Nós queríamos um apartamento e pelo anúncio chegámos ao prédio fininho da praça. Quem nos mostrou foi a mãe da rapariga, que ela estava a fazer um doutoramento fora. Havia pouca luz nas escadas e ao sairmos do elevador a porta encostava na parede. Não sei como soube que a rapariga escrevia poemas e até um livro. Os livros dela estavam atados em pilhas. Havia Faulkner e um boneco chorão manchado no corpo de pano. No quarto só cabia a cama e a cortina era escura de feltro. Não sei se soube mas ela era branca e gorda. Não era nem feia nem bonita. E por isso podia permitir-se um interior intricado sem que fossem coisas a mais. Ela fotografou a praça da janela. Foi amável no email que trocámos. Disse com saudade. A minha praça. E para mim a praça foi sempre a imagem da desolação. A praça da República.

segunda-feira, 14 de fevereiro de 2011

Isto não é uma canção de amor

Tu havias de tecer-me comentários.
Faço tudo por um sorriso teu.
Já te disse como és linda ao acordar?
Eu rendia-me às unhas de gel.
Quem sabe não tatuava o teu nome
em símbolos estrangeiros nas partes.
Tu havias de querer sair.
Eu na-na-na.
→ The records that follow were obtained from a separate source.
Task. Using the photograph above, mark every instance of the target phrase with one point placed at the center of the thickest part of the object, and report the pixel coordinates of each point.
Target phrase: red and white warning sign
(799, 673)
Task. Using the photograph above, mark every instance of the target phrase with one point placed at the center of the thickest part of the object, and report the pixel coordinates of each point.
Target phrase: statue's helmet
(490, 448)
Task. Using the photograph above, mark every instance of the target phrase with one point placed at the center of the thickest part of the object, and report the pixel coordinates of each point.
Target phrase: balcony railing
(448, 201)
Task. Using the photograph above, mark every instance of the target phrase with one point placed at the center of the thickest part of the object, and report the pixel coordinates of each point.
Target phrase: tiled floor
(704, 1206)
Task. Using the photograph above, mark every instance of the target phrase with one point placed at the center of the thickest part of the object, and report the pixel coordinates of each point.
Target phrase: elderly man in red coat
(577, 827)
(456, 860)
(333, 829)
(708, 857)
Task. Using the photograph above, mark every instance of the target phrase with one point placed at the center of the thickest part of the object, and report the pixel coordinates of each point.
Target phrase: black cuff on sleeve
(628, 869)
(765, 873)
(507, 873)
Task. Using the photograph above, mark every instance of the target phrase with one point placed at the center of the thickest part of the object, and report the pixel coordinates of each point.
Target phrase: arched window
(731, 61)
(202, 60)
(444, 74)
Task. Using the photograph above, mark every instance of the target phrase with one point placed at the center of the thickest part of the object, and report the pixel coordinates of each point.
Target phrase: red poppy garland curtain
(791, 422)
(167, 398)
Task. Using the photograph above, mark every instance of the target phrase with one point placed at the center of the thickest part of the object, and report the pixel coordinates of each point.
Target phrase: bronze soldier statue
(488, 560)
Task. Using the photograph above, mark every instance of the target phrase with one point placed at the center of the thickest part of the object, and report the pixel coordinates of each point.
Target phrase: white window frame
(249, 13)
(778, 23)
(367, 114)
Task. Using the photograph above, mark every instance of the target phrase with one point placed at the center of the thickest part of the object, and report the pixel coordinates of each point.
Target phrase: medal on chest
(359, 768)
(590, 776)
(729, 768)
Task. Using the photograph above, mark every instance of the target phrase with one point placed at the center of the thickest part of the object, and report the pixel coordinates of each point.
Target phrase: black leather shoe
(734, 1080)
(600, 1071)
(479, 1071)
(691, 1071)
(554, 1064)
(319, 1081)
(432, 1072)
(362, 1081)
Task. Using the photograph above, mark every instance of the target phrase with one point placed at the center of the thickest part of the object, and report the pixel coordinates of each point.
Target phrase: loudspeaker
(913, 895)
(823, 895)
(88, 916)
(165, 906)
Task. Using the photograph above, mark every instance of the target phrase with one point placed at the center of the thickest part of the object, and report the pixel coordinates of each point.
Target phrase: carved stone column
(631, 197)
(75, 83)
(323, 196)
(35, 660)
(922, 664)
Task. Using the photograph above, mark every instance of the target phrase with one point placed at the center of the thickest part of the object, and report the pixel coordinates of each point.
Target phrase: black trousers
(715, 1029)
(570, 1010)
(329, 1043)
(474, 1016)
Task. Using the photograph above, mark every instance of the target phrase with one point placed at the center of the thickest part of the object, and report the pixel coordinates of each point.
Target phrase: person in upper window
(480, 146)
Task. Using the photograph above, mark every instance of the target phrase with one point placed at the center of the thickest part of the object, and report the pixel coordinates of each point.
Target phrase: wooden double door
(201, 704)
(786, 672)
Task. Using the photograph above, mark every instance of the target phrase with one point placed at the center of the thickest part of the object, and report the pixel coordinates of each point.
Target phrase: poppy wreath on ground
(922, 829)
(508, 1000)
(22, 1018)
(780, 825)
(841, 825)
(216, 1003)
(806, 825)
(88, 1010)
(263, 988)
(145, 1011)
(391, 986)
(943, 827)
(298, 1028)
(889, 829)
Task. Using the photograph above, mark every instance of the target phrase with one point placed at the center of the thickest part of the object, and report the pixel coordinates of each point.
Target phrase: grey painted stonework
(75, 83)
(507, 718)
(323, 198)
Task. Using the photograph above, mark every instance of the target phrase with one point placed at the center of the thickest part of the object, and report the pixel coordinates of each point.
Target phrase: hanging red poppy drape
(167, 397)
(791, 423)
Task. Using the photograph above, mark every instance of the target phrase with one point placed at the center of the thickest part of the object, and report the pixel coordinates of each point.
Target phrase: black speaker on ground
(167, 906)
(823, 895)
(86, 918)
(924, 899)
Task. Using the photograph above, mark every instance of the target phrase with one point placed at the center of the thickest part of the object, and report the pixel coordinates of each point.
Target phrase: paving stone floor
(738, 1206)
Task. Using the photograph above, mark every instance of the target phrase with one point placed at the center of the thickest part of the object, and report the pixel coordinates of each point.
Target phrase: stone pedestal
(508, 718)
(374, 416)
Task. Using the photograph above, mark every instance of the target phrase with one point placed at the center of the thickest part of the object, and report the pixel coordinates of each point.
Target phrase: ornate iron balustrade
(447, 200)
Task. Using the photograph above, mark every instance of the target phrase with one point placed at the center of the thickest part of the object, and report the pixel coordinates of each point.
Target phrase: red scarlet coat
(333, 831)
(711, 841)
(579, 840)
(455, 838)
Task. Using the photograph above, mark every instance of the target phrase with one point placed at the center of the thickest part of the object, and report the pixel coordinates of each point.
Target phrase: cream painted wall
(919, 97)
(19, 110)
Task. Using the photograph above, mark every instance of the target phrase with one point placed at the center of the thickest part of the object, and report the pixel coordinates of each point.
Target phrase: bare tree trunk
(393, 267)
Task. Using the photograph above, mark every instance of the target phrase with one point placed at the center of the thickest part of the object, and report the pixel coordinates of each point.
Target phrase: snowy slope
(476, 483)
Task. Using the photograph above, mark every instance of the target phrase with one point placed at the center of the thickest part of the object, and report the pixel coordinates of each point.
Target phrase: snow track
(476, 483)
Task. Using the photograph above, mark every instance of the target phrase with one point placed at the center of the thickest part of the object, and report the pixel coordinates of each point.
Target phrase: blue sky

Casa.
Com tantas qualidades
O ciúme de mulher.
O controlo de uma mãe.
Declaravas
És a mulher da minha vida.
Eu engolindo em seco não exagerava
no decote e subia direita ao altar
Esmagando com tacão fino o tapete de flores
Que sempre seria uma festa bonita.
Abalávamos em carícias e beijos de língua
Em chegando bronzeada do resort
eu tentava não escorregar do sofá de napa.
E ao achar-nos já bastante maçadores
Bocejando de tanta cumplicidade e
vida doméstica
À luz das velas em jantar de mortos
Decidíamos
É a altura ideal.

Vamos ter um filho.

(e entre a angústia
o desalento o cinismo
ou o sexo higiénico
não saberia eu nomear
qual o pior defeito)

E então trocávamos a Bimby
por uma passagem para a Ásia
E entre a cabana no meio do rio
da estação do Oriente
da imagem que não nos abandonou
Escapando à terrível episiotomia
Eu transpirava e paria

O bebé de olhos em bico.

(um caso que
gaguejando e
desviando o olhar
eu juraria a pés juntos
não ser capaz de explicar)

Clementina

Change your heart
Look around you
Change your heart
It will astound you
I need your lovin'
Like the sunshine

Everybody's gotta learn sometime
Everybody's gotta learn sometime
Everybody's gotta learn sometime

Change your heart
Look around you
Change your heart
Will astound you
I need your lovin'
Like the sunshine

Everybody's gotta learn sometime
Everybody's gotta learn sometime
Everybody's gotta learn sometime

I need your lovin'
Like the sunshine

Everybody's gotta learn sometime
Everybody's gotta learn sometime

Everybody's gotta learn sometime
Everybody's gotta learn sometime
Everybody's gotta learn sometime

Everybody's gotta learn sometime
Everybody's gotta learn sometime
Everybody's gotta learn sometime

(e entre os amores perdidos
todos estivemos alguma vez
depois da mente imaculada
perigosamente
um pouco perto
do cabelo
da cor e
do resto
da
clementina)

- I can't see anything that I don't like about you.
- But you will! But you will. You know, you will think of things. And I'll get bored with you and feel trapped because that's what happens with me.
- Okay.
- |pauses| Okay.

terça-feira, 8 de fevereiro de 2011

M

Depois de carregarmos juntos o gato morto.
Eu chorava chorava. Tu solta solta.
E eu sem saber se sabias que mais que o gato morto.
O que eu chorava era toda a morte que me aconteceu.

domingo, 6 de fevereiro de 2011

Requiem

Ao Soneca

No teu sonho, a dedicatória no curriculum vitae.
E o júri:
- Não acha inapropriada essa dedicatória?
- Inapropriada é essa pergunta.

Ao Soneca, gato malhado, com saudade.